2. SURPASS Force Field
The SURPASS model employs a knowledge-based statistical force field, which consists of a set of general, sequentially independent short- and long-range potentials. In the basic variant of the SURPASS force field, sequence dependence is defined only by assigning the preferred secondary structure in the three-letter code (H, E, C) to pseudo atoms. The all-atomic pattern of the secondary structure is averaged similarly to representation, with the rule that 3 consecutive positions in the 4-residue fragment have the same type of secondary structure. The solvent is treated in implicit manner and its influence is taken into account in the statistical potentials, which describe the multibody interactions between the united atoms.
A group of short-range distance (R12, R13, R14, R15) and planar angle (A13) potentials depending on the secondary structure at the interacting positions, controls the local geometry of the SURPASS chain and implicitly takes into account the hydrogen bonds between the residues close in the sequence (e.g.
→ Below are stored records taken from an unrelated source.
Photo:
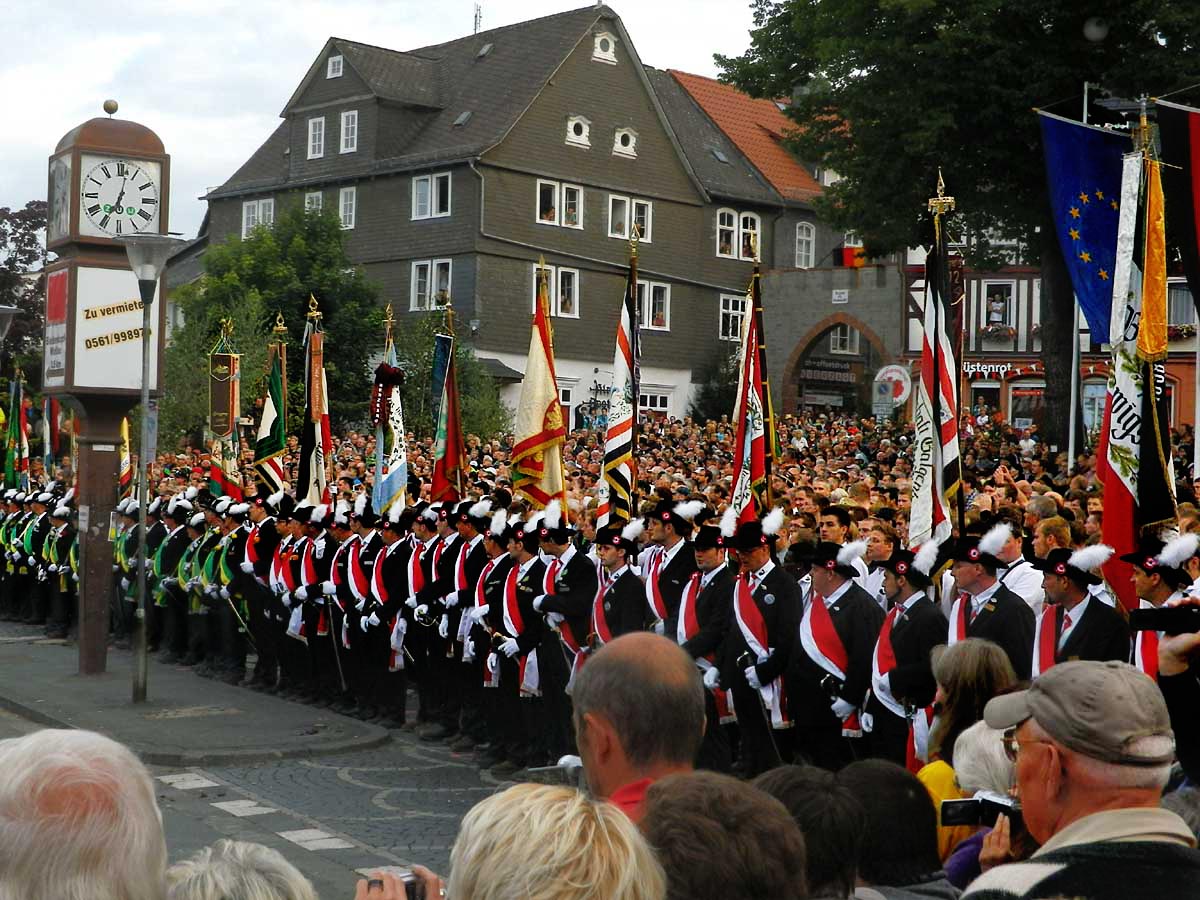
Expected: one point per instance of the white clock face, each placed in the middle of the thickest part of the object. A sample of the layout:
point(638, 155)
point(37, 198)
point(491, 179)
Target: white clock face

H-bonds occurring in the main chain of helix).
Hydrogen bonds between residues sequentially distant but close in space are treated more directly. This situation concerns mainly pairs of pseudo atoms lying in different β-strands, bound by a coarse-grained hydrogen bond and forming one β-sheet. Conditions for formation of pseudo hydrogen bonds in the SURPASS model are strongly restrictive, which forces a very regular structure of a β-sheet.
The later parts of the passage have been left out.